In Mozambique, Gorongosa National Park is brilliant for elephants.

Shot from above, this image shows six adult elephants standing on the edge of a shallow river in Botswana.
Herds of elephants are always led by a matriarch. Don’t mess with her © guenterguni / 500px

Elephants in peril

Thanks to the ivory in their tusks and the material’s enduring popularity (particularly in Asia), elephants have been poached in unsustainable numbers since the 1970s – and their numbers have fallen dramatically as a result. The African elephant is listed as vulnerable by the International Union for the Conservation of Nature (IUCN).

In the 1970s and ’80s, poaching caused the numbers of African elephants to crash from around 1.3 million to 500,000. The slaughter ended only in 1989, when the trade in ivory was banned under the Convention for International Trade in Endangered Species (CITES). After the ban, world raw ivory prices plummeted by 90%, and the market for poaching and smuggling was radically reduced. The same year, Kenyan President Daniel arap Moi dramatically burned 12 tons of ivory in Nairobi National Park as a symbol of Kenya’s resolve in the battle against poachers.

But poaching is again on the rise. Africa has lost more than 30,000 elephants a year since 2010. That’s around 7% of Africa’s elephant population every year. Or 673 elephants being killed a week. Or 96 a day. Ot four elephants being killed for their tusks every hour.

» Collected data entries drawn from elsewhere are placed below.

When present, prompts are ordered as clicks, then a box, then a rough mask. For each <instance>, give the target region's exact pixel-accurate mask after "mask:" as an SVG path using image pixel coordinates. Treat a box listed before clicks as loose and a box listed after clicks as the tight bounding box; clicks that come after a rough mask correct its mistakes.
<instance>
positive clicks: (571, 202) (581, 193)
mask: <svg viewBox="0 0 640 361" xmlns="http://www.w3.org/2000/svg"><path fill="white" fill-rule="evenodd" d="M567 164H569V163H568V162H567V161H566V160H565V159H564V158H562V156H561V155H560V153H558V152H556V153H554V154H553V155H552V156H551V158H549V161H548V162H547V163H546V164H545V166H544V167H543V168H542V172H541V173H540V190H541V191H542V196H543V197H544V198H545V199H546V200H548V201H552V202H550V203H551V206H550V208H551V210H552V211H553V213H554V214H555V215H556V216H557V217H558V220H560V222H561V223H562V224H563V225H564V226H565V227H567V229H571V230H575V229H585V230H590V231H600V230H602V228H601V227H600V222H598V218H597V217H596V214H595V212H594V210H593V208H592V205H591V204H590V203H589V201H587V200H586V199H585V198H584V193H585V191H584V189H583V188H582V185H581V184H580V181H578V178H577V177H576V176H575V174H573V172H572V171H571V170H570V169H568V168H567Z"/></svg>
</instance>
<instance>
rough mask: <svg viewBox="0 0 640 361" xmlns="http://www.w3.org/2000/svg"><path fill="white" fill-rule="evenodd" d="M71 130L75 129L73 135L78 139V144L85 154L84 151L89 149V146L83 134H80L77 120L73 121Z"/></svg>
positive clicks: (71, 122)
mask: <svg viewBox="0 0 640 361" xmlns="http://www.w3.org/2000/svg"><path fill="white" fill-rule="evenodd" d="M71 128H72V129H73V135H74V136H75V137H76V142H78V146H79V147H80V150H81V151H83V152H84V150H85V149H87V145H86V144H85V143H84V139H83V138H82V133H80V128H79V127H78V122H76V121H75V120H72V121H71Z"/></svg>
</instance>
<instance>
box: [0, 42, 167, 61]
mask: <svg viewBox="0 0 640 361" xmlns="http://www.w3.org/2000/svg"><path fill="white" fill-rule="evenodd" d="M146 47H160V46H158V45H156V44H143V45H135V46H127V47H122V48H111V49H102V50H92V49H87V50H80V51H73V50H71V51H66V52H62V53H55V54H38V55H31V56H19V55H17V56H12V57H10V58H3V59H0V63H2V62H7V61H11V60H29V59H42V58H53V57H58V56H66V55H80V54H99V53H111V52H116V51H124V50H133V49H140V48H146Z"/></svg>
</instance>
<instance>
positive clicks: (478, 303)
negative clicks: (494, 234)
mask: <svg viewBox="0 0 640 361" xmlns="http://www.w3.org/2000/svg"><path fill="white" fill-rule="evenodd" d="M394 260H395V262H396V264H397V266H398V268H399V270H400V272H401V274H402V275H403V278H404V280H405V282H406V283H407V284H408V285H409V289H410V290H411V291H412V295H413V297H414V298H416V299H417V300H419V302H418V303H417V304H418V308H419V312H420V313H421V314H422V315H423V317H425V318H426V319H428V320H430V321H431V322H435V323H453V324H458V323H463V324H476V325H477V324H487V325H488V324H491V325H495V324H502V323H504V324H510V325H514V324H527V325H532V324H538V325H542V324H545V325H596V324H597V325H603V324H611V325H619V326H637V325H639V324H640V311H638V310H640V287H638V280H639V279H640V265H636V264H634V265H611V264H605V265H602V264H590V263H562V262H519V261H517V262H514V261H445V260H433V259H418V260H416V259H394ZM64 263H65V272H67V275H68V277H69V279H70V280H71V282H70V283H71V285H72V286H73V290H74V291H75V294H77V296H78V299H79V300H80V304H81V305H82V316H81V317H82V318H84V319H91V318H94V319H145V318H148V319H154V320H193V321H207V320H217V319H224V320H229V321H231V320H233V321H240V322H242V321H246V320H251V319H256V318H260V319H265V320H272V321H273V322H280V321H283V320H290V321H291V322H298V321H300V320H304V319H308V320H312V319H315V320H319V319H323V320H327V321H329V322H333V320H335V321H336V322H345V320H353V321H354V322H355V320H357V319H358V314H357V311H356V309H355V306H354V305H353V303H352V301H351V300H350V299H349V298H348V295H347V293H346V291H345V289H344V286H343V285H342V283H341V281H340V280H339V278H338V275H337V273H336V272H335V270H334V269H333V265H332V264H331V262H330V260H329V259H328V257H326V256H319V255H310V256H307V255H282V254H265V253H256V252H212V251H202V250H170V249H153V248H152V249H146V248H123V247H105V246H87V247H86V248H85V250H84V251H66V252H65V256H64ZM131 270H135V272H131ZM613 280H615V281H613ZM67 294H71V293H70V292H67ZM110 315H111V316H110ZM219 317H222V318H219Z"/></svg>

In 2014, for the first time in decades, a critical threshold was crossed when more elephants were being killed on the continent than were being born.

Elephants roam the Masai Mara National Reserve
Elephant populations have been threatened by poaching in recent decades, leading to passionate conservation efforts © Atish Sen / 500px

The 2016 Great Elephant Census recorded a 30% decrease in Africa’s elephant populations in just seven years – although there was good news alongside the bad. Kenya’s elephant population, for example, was considered to be “relatively stable,” at 25,959; Uganda’s 4864 elephants, meanwhile, provided cause for optimism after the country’s elephant population had fallen to just 800 during the 1980s. Tanzania, on the other hand, saw a catastrophic 60% decline in elephant numbers in the five years to 2016, with just 42,871 elephants – and 2.6 carcasses spotted for every live counterpart.

In 2023, an aerial survey of the Kavango Zambezi Transfrontier Conservation Area, which covers 40,000 miles across five Southern African countries, happily reported that the region’s elephant population – the continent’s largest – was stable. The conservation community awaits more data to show whether or not their efforts to save the elephant have stemmed the tide of killings.